E’ ormai accertato che le attuali popolazioni asiatiche ed europee (africane escluse) hanno ereditato una piccola parte di DNA dei Neanderthal. Questi geni influenzano, oltre alle caratteristiche della pelle e dei capelli, anche alcune malattie: diabete di tipo 2, malattia di Crohn, lupus, cirrosi biliare e perfino la tendenza al fumo.
Di geni neanderthaliani sono poveri, invece, le regioni del cromosoma X e i tessuti testicolari.
La ricerca, condotta dai genetisti della Harvard Medical School (HMS) e pubblicata su Nature, suggerisce che i geni ereditati dall’Homo neanderthalensis hanno dimostrato adattabilità e disadattamento negli esseri umani moderni.

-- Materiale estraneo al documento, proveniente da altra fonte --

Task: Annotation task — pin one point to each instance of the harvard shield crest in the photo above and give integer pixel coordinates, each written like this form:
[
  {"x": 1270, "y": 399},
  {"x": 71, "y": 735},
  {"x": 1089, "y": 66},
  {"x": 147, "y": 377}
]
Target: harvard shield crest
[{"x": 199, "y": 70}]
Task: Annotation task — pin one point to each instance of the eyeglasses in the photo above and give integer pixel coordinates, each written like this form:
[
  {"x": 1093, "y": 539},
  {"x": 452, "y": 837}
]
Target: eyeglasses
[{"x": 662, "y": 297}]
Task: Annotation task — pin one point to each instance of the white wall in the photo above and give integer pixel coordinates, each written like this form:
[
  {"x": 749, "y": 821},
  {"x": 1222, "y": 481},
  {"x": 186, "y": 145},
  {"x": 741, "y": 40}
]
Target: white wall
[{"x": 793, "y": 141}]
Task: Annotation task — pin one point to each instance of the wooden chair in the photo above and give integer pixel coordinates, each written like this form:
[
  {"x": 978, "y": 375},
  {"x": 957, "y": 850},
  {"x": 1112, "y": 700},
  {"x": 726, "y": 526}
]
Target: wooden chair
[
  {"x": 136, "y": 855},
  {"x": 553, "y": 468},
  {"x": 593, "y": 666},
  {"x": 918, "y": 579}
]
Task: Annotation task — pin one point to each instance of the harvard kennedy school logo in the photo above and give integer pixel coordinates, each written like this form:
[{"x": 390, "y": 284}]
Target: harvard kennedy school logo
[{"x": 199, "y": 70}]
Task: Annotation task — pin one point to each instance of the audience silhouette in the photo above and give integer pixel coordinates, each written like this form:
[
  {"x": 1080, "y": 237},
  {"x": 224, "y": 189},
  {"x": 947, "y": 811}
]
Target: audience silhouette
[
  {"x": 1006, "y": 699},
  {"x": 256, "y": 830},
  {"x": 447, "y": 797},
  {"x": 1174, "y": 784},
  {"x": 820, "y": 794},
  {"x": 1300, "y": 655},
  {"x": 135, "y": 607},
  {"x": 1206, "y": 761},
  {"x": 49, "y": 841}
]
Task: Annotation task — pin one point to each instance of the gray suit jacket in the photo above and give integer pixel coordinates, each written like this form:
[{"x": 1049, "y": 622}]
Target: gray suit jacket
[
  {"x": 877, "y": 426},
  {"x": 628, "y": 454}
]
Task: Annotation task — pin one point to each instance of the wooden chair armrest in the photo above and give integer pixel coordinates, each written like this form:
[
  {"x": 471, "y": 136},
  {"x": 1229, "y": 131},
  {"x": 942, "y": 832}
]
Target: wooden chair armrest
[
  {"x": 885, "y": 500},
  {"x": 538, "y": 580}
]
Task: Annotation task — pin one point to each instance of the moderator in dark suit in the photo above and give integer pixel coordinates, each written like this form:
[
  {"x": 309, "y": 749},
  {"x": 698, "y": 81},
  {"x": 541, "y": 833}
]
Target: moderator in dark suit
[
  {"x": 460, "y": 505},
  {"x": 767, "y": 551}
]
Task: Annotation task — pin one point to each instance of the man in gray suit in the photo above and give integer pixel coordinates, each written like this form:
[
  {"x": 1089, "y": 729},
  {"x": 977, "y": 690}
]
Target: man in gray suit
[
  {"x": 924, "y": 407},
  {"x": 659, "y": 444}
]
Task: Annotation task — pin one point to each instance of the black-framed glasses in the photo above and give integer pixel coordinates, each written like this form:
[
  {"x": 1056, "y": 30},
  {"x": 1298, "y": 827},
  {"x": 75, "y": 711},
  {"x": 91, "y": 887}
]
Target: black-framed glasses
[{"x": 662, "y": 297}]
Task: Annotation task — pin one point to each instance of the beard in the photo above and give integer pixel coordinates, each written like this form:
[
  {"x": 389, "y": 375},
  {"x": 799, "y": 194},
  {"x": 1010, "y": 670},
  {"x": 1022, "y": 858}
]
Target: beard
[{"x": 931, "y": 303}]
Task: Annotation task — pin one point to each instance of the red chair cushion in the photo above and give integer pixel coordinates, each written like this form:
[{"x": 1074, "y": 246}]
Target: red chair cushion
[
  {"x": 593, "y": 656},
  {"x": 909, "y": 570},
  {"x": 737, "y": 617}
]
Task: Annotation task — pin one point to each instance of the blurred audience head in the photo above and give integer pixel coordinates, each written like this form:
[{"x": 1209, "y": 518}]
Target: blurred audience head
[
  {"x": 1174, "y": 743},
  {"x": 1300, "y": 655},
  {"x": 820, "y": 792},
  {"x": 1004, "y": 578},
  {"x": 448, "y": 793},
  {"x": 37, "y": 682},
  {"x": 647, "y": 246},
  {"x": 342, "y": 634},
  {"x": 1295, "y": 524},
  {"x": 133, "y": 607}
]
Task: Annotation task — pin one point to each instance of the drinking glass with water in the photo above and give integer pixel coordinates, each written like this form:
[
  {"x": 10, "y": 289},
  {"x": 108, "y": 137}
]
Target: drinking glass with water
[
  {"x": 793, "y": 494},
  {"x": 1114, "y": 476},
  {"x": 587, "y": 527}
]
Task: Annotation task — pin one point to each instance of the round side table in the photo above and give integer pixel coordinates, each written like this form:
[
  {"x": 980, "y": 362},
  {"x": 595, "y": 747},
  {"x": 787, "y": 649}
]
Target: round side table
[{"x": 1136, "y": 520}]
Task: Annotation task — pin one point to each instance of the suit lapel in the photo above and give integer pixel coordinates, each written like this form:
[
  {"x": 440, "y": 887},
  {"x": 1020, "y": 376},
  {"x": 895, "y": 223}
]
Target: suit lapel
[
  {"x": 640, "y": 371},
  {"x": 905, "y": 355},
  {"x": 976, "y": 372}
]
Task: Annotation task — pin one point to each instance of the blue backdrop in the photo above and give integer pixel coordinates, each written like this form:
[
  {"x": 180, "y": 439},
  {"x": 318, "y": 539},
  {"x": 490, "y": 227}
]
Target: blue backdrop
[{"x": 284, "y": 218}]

David Reich, docente di genetica alla HMS e principale autore dello studio, sottolinea che i nativi africani non presentano tracce di DNA neanderthaliano, dato che i loro antenati non avevano avuto contatti coi Neanderthal, che popolavano Asia ed Europa.
Reich e colleghi, tra cui Svante Paabo, dell’Istituto Max Planck di Antropologia evolutiva di Lipsia, hanno analizzato varianti genetiche in 846 individui di origine non-africana, 176 provenienti dall’Africa sub-sahariana e un uomo di Neanderthal di 50mila anni fa, il cui genoma era stato studiato nel 2013.
I ricercatori hanno verificato che, se la variante di un gene Neanderthal appariva in alcuni non-africani, non se ne trovava tuttavia traccia negli africani sub-sahariani.
Fermo restando questo punto, si è scoperto che alcune aree del genoma umano moderno non-africano erano ricche di DNA neanderthaliano, probabilmente – si ipotizza – utilizzato per la sopravvivenza umana, mentre altre aree risultavano quasi prive di geni Neanderthal rispetto alla media (che è del 4 per cento).
“Pensiamo che le mutazioni Neanderthal fossero dannose per gli antenati dei non-africani e siano state quindi rimosse dalla selezione naturale”, dice Sriram Sankaraman, ricercatore della HMS.
Gli scienziati ipotizzano che le aree del nostro genoma a ridotta presenza di geni Neanderthal siano sostanzialmente due: le regioni del cromosoma X e la linea germinale maschile (testicoli).
Questo modello è correlabile al fenomeno noto, in campo animale, come ‘ibridazione sterile’, quando la progenie di un maschio di una sottospecie e una femmina di un’altra hanno fertilità bassissima o nulla.
“Questo fa pensare che al momento dell’incontro e dell’ibridazione fra Sapiens e Neanderthal, le due specie fossero al limite della incompatibilità biologica”, afferma Reich.
Le popolazioni umane attuali, separate da periodi temporali di 100mila anni (africani occidentali ed europei) risultano pienamente compatibili, con nessuna evidenza di infertilità maschile.
Al contrario, antiche popolazioni umane e Neanderthal tra cui, almeno apparentemente, avvenne l’ibridazione, tendevano all’incompatibilità dopo ‘soltanto’ 500mila anni di separazione evolutiva.
Il team ha anche verificato come i geni Neanderthal rimasti nei genomi umani attuali provochi la formazione di cheratina e il rischio di malattie.
“L’ascendenza Neanderthal è incisiva nei geni che influenzano i filamenti di cheratina, proteina fibrosa che conferisce robustezza a pelle, capelli, unghie e può tornare utile in ambienti freddi, fornendo un maggiore isolamento”, dice Reich. “I Neanderthal erano già adattati all’ambiente non-africano e trasmisero questo vantaggio genetico ai Sapiens”.
Lo studio ha dimostrato che nove varianti genetiche umane associate a tratti specifici provengono dai Neanderthal; varianti riguardanti malattie legate alla funzione immunitaria e perfino comportamentali, come la capacità di smettere di fumare.
E ci si aspetta di trovarne ancora.
Con un test studiato in Gran Bretagna, si cerca di rilevare circa 100mila mutazioni di origine neanderthaliana scoperte nelle popolazioni europee, analizzando i dati eugenetici di circa mezzo milione di cittadini britannici.
Il passo successivo prevede uno studio delle sequenze del genoma di individui provenienti da Papua, Nuova Guinea, per costruire un database di varianti genetiche che dovrebbero essere comparate con gli uomini di Denisova, la terza popolazione umana antica che ha lasciato gran parte delle sue tracce in Oceania, ma pochissime sul continente eurasiatico.